Closed minaskar closed 4 years ago
Could you give me an example of this? I ran through examples of exactly this problem and found no such underestimation. A simpler version is also one of the unit tests the code has to pass every commit.
Hi Josh,
You can find an example in this Google Colab notebook:
https://colab.research.google.com/drive/185dr7zEhr34sGZS52F5NAmdSDf_0yhn0
Unless I did something wrong, dynesty generates a biased estimate of the covariance.
The notebook looks good. When I ran tests I also got underestimates which were consistent with yours.
As is good practice with any sampler, I tried two simple fixes: (1) increasing the number of particles ("live points", "chains") from 500 to 1000 during sampling and (2) increasing the number of slices (the default sampling strategy is slice sampling for 30 dimensions, per the docs) from 5 to 10. This should confirm whether it's just a sparse sampling problem or an auto-correlation problem (see #163), respectively, or whether something more insidious (and worrisome!) is going on.
Luckily, turns out it appears doing (1) pretty much fixes things -- I find no underestimate that way. Doing (2) also improves results, but still underestimates things by ~3%. So looks like the sampling is just non-optimal and correlated, partially driven by bad covariance estimates during runtime (used in slice sampling). In general, you want the number of particles to be ~D^2 to get a good covariance estimate while sampling, so this makes sense to me.
Hope this helps!
Increasing the number of live points from 500 to 1000 doesn't make a difference at all. The covariance is still underestimated.

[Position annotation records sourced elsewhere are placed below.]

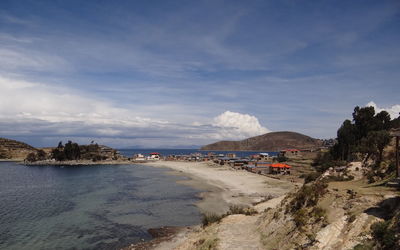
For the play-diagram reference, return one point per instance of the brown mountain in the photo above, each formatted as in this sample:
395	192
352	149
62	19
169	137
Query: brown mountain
273	141
15	150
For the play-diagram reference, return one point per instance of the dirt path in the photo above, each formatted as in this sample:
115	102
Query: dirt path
239	232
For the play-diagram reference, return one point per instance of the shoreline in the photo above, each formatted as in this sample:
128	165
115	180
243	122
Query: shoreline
219	187
77	163
224	186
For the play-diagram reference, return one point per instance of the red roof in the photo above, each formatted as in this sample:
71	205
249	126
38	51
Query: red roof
280	165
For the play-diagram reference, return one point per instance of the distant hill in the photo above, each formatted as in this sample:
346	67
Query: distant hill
11	149
273	141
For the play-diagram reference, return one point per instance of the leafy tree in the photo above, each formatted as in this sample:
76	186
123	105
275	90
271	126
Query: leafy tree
364	121
41	155
71	151
346	140
58	154
382	120
31	157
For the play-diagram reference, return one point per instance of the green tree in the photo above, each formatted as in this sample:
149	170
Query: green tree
31	157
374	144
41	155
71	151
364	121
346	141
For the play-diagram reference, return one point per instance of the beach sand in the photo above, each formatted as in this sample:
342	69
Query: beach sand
225	186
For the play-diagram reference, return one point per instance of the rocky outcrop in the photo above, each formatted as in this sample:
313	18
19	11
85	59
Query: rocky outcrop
14	150
273	141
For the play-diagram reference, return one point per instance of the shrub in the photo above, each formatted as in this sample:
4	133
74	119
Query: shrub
311	177
208	244
301	217
319	213
308	195
235	209
208	219
384	235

I ran multiple trials with both options copying the code from your notebook directly onto my machine before confirming my reply. I also adjusted the bounds from [-10, 10] to [-5, 5] to also check possible issues with the larger prior box, and experimented with the standard NestedSampler
. The basic logic I outlined in the response should still hold, although I'm a bit confused why you're getting different results. :/
Can you confirm you adjusted both "live_init" and "nlive_batch" as well as "slices"? The former happens during "run_nested", while the latter happens on initialization. If that all looks good, then I'm not sure what's up.
I can confirm that I adjusted both "live_init" and "nlive_batch" as well as "slices". In particular, I made the following adjustment to the aforementioned Google Colab notebook:
dsampler = dynesty.DynamicNestedSampler(loglike, ptform, ndim, slices=10)
dsampler.run_nested(wt_kwargs={'pfrac': 1.0}, nlive_init=1000, nlive_batch=1000)
dresults = dsampler.results
I also tested this on 3 different machines multiple times. Everytime, the covariance is systematically underestimated by 3-4%.
I've also noticed something else that might be related to this (though this could be something really trivial and/or completely unrelated).
Why is the estimated variance in the 200-D Normal example 0.5 instead of 1.0?
I can confirm that I adjusted both "live_init" and "nlive_batch" as well as "slices".
Weird. I did find biases at the ~3% level in some cases, but I also found results that were clearly unbiased. I'm not sure why that's happening, but I guess the implication is that there might be systematics at the ~few % level for problems with very dense covariance matrices and strong correlations.
Why is the estimated variance in the 200-D Normal example 0.5 instead of 1.0?
This is actually as intended (the correct answer is 0.5). In that particular problem, to avoid issues associated with sampling a truly enormous prior volume I take the prior to also be standard normal. This gives a final variance of 1/(1+1) = 1/2, which is accurately recovered. Note, however, that this is an entirely illustrative toy problem; in practice, dynesty
's efficiency and performance on most realistic, moderately-dimensional problems (~10s of parameters) declines rapidly with dimensionality.
This is very weird. I also tested this using 50 slices and the estimated covariance is still underestimated, which doesn't make any sense.
Another thing is, whether this bias also appears in lower-dimensional problems (around 10), in the presence of non-linear correlations.
Another thing is, whether this bias also appears in lower-dimensional problems (around 10), in the presence of non-linear correlations.
This has been tested extensively by myself and others and found to be pretty good, especially with uniform sampling strategies. So I don't think it should be a concern, but given how weird the results are right now who knows lol.
It seems to me that for highly correlated, however simple, target distributions Dynasty does not recover the "true" covariance, with no indication that something is wrong.
You can reproduce this by sampling from a highly correlated 30-dimensional normal, setting the diagonal of the covariance to 1.0 and the non-diagonal elements to 0.95.
Dynasty systematically underestimates both variance and covariance in that case (i.e. estimated diagonal elements are 0.92 and non-diagonal are 0.87).